This Space for Rent

Fun with edge cases

If I feed the string “foo ” to Markdown.pl, it becomes <p>foo </p>. If I feed it to discount, it becomes <p>foo<br/></p>. This is because I’m following the spec where it says “end the line with two or more spaces, then type return”.

So I’m not following the specification exactly here. My fault (and it’s not easily catchable because of the way I parse blocks – I cut the input up into a linked list of lines, and the last line ends up as a single line whether or not there’s a newline at the end of it.

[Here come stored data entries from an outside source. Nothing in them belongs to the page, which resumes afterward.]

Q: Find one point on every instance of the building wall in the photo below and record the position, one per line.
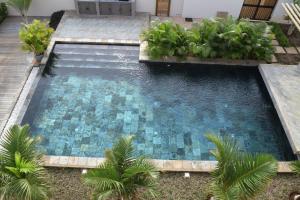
(209, 8)
(185, 8)
(278, 12)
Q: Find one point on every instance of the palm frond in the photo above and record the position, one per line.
(104, 178)
(252, 173)
(240, 175)
(296, 166)
(122, 153)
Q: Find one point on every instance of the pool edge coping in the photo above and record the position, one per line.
(144, 58)
(91, 162)
(278, 107)
(161, 165)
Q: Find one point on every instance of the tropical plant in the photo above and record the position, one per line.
(122, 176)
(3, 12)
(166, 39)
(212, 38)
(239, 175)
(295, 165)
(21, 6)
(279, 34)
(35, 37)
(229, 38)
(21, 174)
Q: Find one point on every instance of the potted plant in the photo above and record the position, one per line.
(35, 38)
(296, 168)
(22, 7)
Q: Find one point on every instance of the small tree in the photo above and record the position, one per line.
(122, 176)
(35, 37)
(21, 6)
(239, 175)
(22, 176)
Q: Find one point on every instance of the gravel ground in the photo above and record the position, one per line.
(66, 185)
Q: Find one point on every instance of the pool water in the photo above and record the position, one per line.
(97, 93)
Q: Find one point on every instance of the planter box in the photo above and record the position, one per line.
(144, 58)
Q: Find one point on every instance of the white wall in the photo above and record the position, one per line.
(146, 6)
(209, 8)
(176, 7)
(278, 12)
(47, 7)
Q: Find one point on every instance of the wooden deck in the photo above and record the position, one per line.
(15, 66)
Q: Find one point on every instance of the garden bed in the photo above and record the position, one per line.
(144, 58)
(67, 185)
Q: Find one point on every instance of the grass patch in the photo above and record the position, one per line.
(280, 35)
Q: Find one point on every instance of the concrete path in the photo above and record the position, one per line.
(14, 67)
(283, 83)
(110, 27)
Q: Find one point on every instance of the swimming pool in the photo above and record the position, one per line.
(98, 92)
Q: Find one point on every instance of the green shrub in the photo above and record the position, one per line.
(280, 36)
(166, 39)
(212, 38)
(3, 12)
(35, 37)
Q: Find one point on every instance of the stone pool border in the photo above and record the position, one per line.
(162, 165)
(89, 162)
(144, 58)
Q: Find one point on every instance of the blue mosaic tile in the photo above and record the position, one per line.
(82, 109)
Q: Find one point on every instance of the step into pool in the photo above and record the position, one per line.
(96, 93)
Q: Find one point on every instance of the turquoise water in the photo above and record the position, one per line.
(97, 93)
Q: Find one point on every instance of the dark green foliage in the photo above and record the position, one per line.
(122, 176)
(296, 166)
(3, 12)
(239, 175)
(212, 38)
(280, 36)
(166, 39)
(22, 176)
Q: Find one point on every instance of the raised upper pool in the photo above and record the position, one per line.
(95, 93)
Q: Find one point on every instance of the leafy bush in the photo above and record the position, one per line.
(212, 38)
(21, 173)
(3, 12)
(166, 39)
(280, 36)
(35, 37)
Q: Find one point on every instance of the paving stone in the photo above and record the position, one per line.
(275, 43)
(291, 50)
(279, 50)
(274, 59)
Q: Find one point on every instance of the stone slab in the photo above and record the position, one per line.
(283, 83)
(161, 165)
(279, 50)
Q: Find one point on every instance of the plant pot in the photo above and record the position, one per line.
(37, 59)
(295, 196)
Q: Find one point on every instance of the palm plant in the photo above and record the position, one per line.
(296, 166)
(122, 176)
(239, 175)
(21, 6)
(21, 174)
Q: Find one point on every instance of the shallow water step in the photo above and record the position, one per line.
(96, 51)
(88, 46)
(87, 64)
(102, 57)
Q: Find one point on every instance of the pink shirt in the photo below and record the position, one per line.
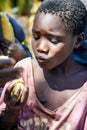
(72, 115)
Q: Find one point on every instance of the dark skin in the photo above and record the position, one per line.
(53, 48)
(7, 72)
(14, 50)
(59, 76)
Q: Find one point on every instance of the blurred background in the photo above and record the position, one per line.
(24, 11)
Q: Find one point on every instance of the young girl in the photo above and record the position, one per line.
(57, 86)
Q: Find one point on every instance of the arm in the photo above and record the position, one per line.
(13, 105)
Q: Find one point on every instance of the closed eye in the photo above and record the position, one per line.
(36, 35)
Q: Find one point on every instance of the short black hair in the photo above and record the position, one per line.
(72, 13)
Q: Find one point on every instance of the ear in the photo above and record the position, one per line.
(79, 40)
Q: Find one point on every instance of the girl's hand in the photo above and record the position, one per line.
(15, 96)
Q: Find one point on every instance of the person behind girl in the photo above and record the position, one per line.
(16, 50)
(56, 83)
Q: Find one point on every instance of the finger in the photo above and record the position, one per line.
(24, 95)
(6, 61)
(10, 72)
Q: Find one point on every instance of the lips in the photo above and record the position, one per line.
(41, 59)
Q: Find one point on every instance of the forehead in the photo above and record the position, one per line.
(48, 21)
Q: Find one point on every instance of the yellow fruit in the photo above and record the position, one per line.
(7, 28)
(18, 85)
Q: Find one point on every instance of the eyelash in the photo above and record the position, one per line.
(51, 39)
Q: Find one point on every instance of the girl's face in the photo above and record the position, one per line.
(51, 43)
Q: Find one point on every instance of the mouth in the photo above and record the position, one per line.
(41, 60)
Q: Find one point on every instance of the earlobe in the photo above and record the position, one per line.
(79, 40)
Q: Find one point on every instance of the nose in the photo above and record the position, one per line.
(42, 46)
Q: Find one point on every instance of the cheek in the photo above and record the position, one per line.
(33, 44)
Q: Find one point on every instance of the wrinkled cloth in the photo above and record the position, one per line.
(72, 115)
(18, 30)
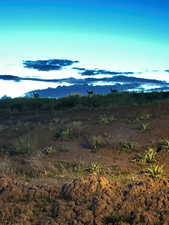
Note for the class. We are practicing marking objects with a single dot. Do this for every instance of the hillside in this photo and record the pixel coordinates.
(85, 160)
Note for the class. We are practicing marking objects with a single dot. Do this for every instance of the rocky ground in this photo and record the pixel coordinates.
(90, 167)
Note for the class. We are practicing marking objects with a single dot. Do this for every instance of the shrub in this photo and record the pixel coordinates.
(155, 171)
(128, 147)
(148, 157)
(95, 167)
(105, 119)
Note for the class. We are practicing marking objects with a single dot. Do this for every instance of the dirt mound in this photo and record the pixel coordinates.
(92, 199)
(84, 188)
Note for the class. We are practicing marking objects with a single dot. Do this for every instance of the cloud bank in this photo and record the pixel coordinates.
(48, 65)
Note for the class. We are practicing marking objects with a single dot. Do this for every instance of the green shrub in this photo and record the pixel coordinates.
(155, 171)
(128, 147)
(148, 157)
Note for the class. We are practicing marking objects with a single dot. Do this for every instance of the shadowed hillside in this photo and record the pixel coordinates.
(85, 160)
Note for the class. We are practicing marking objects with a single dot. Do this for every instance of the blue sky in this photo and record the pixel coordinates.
(125, 35)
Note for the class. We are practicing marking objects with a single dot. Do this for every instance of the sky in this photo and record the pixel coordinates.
(119, 35)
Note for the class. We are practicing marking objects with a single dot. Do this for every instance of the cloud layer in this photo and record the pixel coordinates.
(89, 72)
(48, 65)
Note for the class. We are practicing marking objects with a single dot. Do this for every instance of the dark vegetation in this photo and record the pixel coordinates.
(85, 160)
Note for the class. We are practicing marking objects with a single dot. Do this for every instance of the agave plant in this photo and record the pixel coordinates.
(155, 171)
(149, 156)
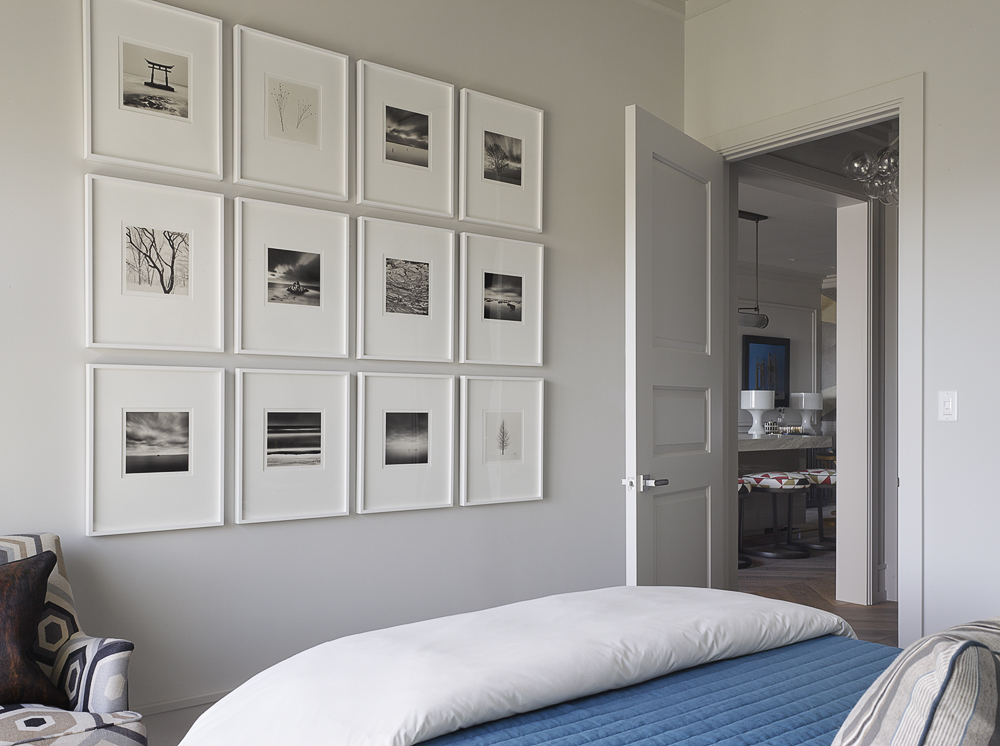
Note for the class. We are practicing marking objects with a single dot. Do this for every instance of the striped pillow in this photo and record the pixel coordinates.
(940, 691)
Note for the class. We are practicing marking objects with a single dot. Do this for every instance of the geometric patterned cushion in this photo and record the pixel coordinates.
(50, 726)
(821, 476)
(774, 480)
(940, 691)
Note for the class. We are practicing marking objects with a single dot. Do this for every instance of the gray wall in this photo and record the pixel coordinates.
(209, 607)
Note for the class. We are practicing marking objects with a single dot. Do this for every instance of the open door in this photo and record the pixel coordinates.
(675, 353)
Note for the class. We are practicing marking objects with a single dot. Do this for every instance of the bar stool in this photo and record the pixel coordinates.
(789, 483)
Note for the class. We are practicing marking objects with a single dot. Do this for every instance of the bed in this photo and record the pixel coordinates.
(614, 666)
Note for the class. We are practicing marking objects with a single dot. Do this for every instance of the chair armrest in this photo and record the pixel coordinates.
(93, 671)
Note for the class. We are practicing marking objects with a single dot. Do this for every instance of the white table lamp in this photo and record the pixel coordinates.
(756, 403)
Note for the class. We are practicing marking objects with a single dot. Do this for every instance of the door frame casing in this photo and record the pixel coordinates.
(904, 99)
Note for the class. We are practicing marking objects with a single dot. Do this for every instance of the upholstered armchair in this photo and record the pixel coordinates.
(91, 671)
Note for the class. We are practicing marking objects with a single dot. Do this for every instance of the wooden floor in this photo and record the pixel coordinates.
(812, 582)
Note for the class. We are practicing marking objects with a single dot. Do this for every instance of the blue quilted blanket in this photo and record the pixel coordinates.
(797, 695)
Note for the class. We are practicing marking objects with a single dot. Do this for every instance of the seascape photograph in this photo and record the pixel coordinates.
(293, 277)
(407, 438)
(293, 111)
(407, 287)
(293, 439)
(157, 442)
(154, 81)
(156, 261)
(502, 296)
(407, 137)
(501, 158)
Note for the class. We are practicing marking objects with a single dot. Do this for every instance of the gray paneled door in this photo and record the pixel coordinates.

I could fix that by not trimming out the newlines when building the initial list of lines (and then silently dropping it when I’m doing the htmlification pass(es) through the compiled blocklist. However it turns out that it’s not just lines that don’t end with newlines; if I have input like (pipes added to show end of lines; see that there are two or more spaces at the end of the “foo” and “bar” paragraphs):

foo  |
|
bar  |
|

Markdown.pl spits out

<p>foo   </p>

<p>bar   </p>

So even though the spec says “two or more spaces, then type a return”, the reference implementation overrules it and says “two or more spaces, unless you’re at the end of a paragraph.”

Ugh.

This is a one line fix (in generate.c, function printblock(), add && t->next to the check for two or more blank lines) but it’s kind of ugly. It breaks two of my test cases, but (obviously) neither of the official Daring Fireball test suites I test against (1.0 and 1.0.3.)

So should I

  1. Modify my code to follow the reference implementation, or
  2. Modify my code to more closely follow the spec (the edge case of two+ spaces followed by EOF), or
  3. Open another beer and just forget about the whole thing?

My “I want this code to be PERFECT, PERFECT!” instinct says to choose #1 (which I’ve already written the patch for,) but my “but I’ve got a userbase now and they might be unhappy!” sense likes #3.